Mr. Stibel praised ads for Charles Schwab, the discount brokerage firm. They have included open letters from Charles R. Schwab, the chairman, outlining in plain language his perspective on market conditions.
“The current environment for investors is in many ways unprecedented and clearly unsettling,” the text of the letter begins on the Web site schwab.com.
“Is it a tough environment? Yes,” the letter continues. “Is it a time to be rash? No.”
The straight talk is the right approach, said Andrew Benett, chief executive of Euro RSCG Worldwide in New York, a unit of Havas that is the Schwab creative agency, because “everyone knows how dire the situation is.” “What brands need to do to be successful is to be honest, to have a lot of humility,” he added. “The consumer has very little tolerance of anything else.”
The campaign featuring Mr. Schwab is running in addition to Schwab’s regular ads.
“As we’ve seen anxiety on the part of investors increase,” said Rebecca Saeger, executive vice president and chief marketing officer at the Charles Schwab Corporation in San Francisco, “we’ve reached out to our own clients, reminding them we’re here for guidance and are taking a leadership voice to help individual investors.”
“It’s hard to be reassuring when nobody knows how it will all pan out,” she added, “but the feedback has been very positive.”
"The proper tone between being informative and being alarmist"
Ms. Saeger demurred at describing customer behavior since the ads began, citing rules against discussing material matters before Schwab reports its third-quarter results. However, “we’ve seen a tremendous increase in calls to call centers, visits to branches, visits to the Web site,” she added, and “a ton of interest in more conservative investment options.”
In the same vein, Bank of America decided to alter its advertising, said a spokesman in Boston, Joseph L. Goode, to “promote our various savings options like our risk-free C.D.’s and high-yield C.D.’s.”
Ads for Bank of America by BBDO Worldwide in New York, part of Omnicom, carry headlines like “A new opportunity to bank with confidence, security and a higher interest rate.”
Asked about results, Mr. Goode replied, “Like a lot of large banks, we’ve seen a flight to quality, an increase on the deposit side of our house.”
So far, Bank of America has not run ads about its acquisition of Merrill Lynch.
Of course, it is not easy for companies to shift marketing gears so quickly. “The situation is so fluid, it’s hard to figure out what message to put out today that would be relevant tomorrow morning,” said Matthew Harrington, United States chief executive at the Edelman public relations agency in New York, part of Daniel J. Edelman Inc.

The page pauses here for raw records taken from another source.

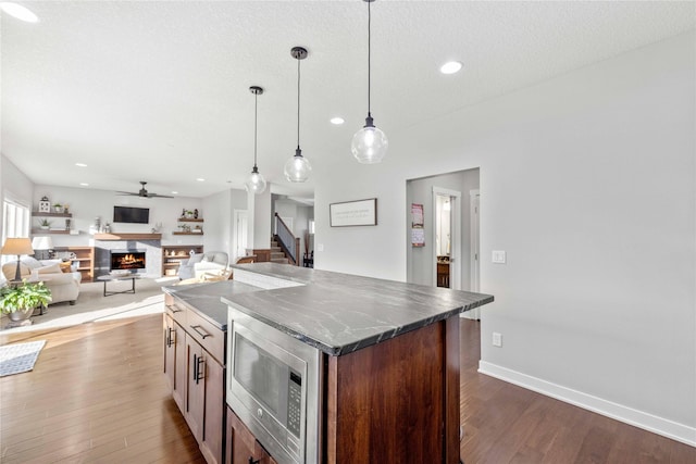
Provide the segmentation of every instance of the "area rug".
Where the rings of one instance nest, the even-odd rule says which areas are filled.
[[[0,347],[0,377],[32,371],[46,340]]]

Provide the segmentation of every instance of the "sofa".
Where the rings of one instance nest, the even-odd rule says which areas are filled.
[[[51,290],[50,304],[65,301],[70,302],[70,304],[75,304],[79,296],[82,274],[75,272],[70,265],[65,266],[65,264],[61,260],[36,260],[32,256],[25,256],[20,260],[20,273],[22,279],[45,283]],[[14,279],[16,266],[16,261],[2,265],[2,274],[5,279]]]
[[[187,262],[178,267],[178,278],[200,279],[203,274],[216,274],[229,265],[229,256],[224,251],[206,251],[191,254]]]

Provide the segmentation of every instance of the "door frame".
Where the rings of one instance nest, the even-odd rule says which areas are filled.
[[[469,225],[470,225],[470,279],[469,291],[481,291],[481,192],[469,190]],[[462,316],[481,321],[481,308],[462,313]]]
[[[435,237],[435,223],[437,221],[437,197],[449,197],[450,201],[450,261],[449,261],[449,288],[461,290],[461,192],[443,187],[433,186],[433,237]],[[437,250],[433,239],[433,255],[431,256],[431,275],[433,286],[437,287]]]
[[[237,229],[237,223],[239,222],[239,220],[241,217],[245,217],[247,220],[247,242],[245,243],[245,254],[247,254],[247,248],[249,246],[249,211],[248,210],[233,210],[233,222],[232,222],[232,227],[234,230],[234,239],[232,241],[232,262],[234,263],[237,258],[241,258],[239,255],[237,255],[237,250],[239,249],[239,234],[238,229]]]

In many instances, “I just don’t think they’ve been hitting the right note,” Mr. Harrington said of the financial marketers, referring to those “that say, ‘Believe in us’ without providing data explaining why” or “that say, ‘We have all the answers,’ which I’m not sure is credible given all the wreckage.”
“It’s more comforting for consumers to be treated candidly: ‘We’re in uncharted waters. We’re doing our best. We want to hear your questions. We’re here to help you,’ ” he added. “You gain a lot of credibility.”
Even the Federal Deposit Insurance Corporation, which has found itself in an uncomfortable spotlight lately, is trying to project the right image. Last month Suze Orman, the personal finance writer and television personality, began appearing in a public service campaign for the agency, which regulates banks and insures deposits. The campaign, by the Washington office of Porter Novelli, an Omnicom agency, includes a Web site (myfdicinsurance.gov) where consumers can calculate the protection on their accounts.
“We wanted to strike the proper tone between being informative and being alarmist,” said Andrew Gray, public affairs director at the F.D.I.C. “We certainly didn’t want to scare anyone.”
That approach makes sense to Rob Scalea, president and chief executive at Brouillard in New York, an agency owned by the WPP Group.
“People are responding in an acute way” to events, Mr. Scalea said, comparing it to the reaction after 9/11.
“There are companies that consumers are looking to,” he added. “It’s appropriate for them to stand up and be leaders.”